United Auto Workers union officials said yesterday that the nation's two largest automakers have until Jan. 23 to produce acceptable contract proposals, or they risk losing the chance for the early settlement the companies said they need to help offset billions of dollars in business losses.

"There's no need to have this thing drag on and on," said UAW spokesman Don Stillman, commenting on the early contract negotiations with General Motors Corp. and Ford Motor Co. The talks began in Detroit yesterday, about six months before regularly scheduled negotiations and nine months before the current contract will expire Sept. 14.

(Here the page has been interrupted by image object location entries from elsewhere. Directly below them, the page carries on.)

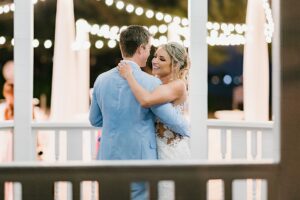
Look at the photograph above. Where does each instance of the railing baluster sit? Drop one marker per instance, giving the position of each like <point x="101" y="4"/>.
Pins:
<point x="76" y="191"/>
<point x="223" y="143"/>
<point x="74" y="144"/>
<point x="253" y="144"/>
<point x="1" y="190"/>
<point x="153" y="190"/>
<point x="228" y="189"/>
<point x="56" y="140"/>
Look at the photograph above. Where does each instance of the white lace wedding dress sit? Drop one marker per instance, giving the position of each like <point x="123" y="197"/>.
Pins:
<point x="171" y="146"/>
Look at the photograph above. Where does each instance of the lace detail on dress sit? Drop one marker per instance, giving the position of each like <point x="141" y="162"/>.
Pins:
<point x="170" y="146"/>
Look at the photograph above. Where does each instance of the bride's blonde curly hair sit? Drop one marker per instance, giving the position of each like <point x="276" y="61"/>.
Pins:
<point x="179" y="59"/>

"We would like to be prepared with something on Jan. 23," when the union's GM and Ford councils plan to meet in Washington, Stillman said. If the two sides are far apart at that time, the councils might decide to abandon the drive for early settlement and wait until regularly scheduled bargaining to work out problems with the companies, he said.

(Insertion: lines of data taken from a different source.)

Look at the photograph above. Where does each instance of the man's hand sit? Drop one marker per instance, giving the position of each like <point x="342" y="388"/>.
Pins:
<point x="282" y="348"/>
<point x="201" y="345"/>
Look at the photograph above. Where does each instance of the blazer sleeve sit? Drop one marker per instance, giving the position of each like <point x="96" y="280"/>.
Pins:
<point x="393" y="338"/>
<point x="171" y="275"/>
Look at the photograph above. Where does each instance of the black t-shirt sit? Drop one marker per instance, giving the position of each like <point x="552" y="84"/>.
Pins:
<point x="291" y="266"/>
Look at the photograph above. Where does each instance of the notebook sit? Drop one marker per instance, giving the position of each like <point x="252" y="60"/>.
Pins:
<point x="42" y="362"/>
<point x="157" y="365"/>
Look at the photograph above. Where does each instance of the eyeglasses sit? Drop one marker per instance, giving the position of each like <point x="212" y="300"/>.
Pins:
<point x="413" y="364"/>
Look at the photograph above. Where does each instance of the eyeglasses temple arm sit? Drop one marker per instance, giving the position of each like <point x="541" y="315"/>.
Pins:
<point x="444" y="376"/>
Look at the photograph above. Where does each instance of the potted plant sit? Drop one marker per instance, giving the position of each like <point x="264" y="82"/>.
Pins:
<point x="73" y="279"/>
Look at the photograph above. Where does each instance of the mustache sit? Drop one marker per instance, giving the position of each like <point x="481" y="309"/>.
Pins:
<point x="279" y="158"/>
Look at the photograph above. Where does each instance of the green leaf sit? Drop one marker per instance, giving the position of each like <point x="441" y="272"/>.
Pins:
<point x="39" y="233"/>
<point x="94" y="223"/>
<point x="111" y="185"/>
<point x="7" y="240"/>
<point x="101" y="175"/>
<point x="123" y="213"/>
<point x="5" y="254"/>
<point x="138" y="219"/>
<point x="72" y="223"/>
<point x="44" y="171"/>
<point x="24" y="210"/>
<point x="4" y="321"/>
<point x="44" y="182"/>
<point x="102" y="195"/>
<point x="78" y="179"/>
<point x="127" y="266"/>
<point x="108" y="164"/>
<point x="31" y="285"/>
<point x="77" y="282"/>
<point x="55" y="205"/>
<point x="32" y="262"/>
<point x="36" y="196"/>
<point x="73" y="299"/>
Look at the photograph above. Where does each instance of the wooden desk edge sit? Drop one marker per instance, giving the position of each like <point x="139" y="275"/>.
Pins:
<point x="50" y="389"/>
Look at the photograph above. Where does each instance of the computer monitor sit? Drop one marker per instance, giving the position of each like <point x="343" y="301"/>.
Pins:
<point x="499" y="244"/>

GM and Ford have been demanding since early 1981 that the UAW give them wage and benefits concessions similar to the $1.068 billion worth that the union has granted Chrysler Corp. since 1979.

To fail to come up with a timely agreement that recognizes the automakers' declining fortunes would be to "write the death knell for a good part of this industry," Peter Pestillo, Ford's labor relations vice president, said in Detroit yesterday.

UAW officials acknowledge that they may have to make some significant concessions--perhaps sacrifice paid holidays and accept minimum pay increases. But they insist that the concessions won't come free of charge.